Another problem is that, since they signed for Roadrunner Records it seems like the band has given up exploring the new musical worlds and have pretty much relied on their professionalism and outstanding musicianship. This was clear on the band’s previous album, but even more so on the latest release.
Black Clouds & Silver Linings presents nothing new and while the band is without a doubt outstanding, this album sees them in one of their all time lows, with unimaginative arrangements and songwriting.
Mike Portnoy’s performance too, is unimaginative and too flashy. Just compare his performance on “The Best of Times” to, for instance “Scarred” from Awake.
Bombastic opener “A Nightmare to Remember” is completely destroyed by Portnoy’s attempt to growl and basically every time he tries to sing, be it growling or Queen inspired screams it ends in almost embarrassing moments.
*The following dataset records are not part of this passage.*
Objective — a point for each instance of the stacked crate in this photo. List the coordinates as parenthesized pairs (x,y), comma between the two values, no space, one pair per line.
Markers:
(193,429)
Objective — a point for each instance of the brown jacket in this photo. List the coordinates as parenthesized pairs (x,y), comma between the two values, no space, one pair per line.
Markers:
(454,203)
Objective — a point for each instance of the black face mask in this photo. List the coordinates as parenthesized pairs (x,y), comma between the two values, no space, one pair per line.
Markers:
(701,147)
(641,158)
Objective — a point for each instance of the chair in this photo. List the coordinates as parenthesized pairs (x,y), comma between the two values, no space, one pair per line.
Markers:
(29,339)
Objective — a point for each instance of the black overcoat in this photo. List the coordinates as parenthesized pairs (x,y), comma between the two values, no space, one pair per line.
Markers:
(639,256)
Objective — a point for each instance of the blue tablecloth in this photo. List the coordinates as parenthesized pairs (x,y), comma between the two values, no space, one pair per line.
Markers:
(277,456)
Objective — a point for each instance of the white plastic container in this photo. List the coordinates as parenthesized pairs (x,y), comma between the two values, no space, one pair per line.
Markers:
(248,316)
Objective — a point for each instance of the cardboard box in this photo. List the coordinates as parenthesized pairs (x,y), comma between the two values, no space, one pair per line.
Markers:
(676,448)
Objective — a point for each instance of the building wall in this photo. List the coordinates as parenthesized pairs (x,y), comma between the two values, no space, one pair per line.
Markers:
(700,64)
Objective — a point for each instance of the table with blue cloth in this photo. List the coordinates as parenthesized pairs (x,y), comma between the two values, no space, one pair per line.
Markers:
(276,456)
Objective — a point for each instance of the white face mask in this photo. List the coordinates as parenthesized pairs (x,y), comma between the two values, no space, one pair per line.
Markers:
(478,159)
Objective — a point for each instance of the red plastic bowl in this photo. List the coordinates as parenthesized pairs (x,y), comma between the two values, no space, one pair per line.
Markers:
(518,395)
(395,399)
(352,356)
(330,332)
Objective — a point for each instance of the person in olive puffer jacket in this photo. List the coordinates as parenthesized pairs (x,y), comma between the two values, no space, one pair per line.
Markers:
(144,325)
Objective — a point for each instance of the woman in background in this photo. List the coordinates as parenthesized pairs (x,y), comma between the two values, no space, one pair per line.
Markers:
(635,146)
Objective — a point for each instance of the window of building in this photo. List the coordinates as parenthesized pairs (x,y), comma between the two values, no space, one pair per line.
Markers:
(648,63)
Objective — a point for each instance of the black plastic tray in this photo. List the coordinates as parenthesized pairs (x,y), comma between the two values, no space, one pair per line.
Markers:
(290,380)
First single “A Rite Of Passage” is a typical DT single, but with a middle section, which feels like it was put there in order to take some of that first-single-feel.
Sixth and last part of Portnoy’s saga about his alcohol addiction entitled “The Shattered Fortress” is suprisingly compact +12 minutes piece which with ease combines lyrical and musical themes of the previous songs from this so called Twelve-Step Suite. Ironically this is perhaps the song with the best flow and it will be deffinatly interesting to hear the band performe all six songs live at some point.
Lyriclly this album is much more personal then the previous albumt, touching subjects of car accident, loss of father, writer’s bloc etc. “The Best Of Times” wich deals with Portnoy’s loss of father presents the band in a good flow for the most part and it finnished glorouosly in John Norum-like three minute finale delivered flawlessly by Petrucci.
This is in no way a bad album, but after hearing it ten times or so and then following it by a spin of entire DT discography, it is clear that this one of their weakest releases, just as it’s clear that the band is in need of refresment.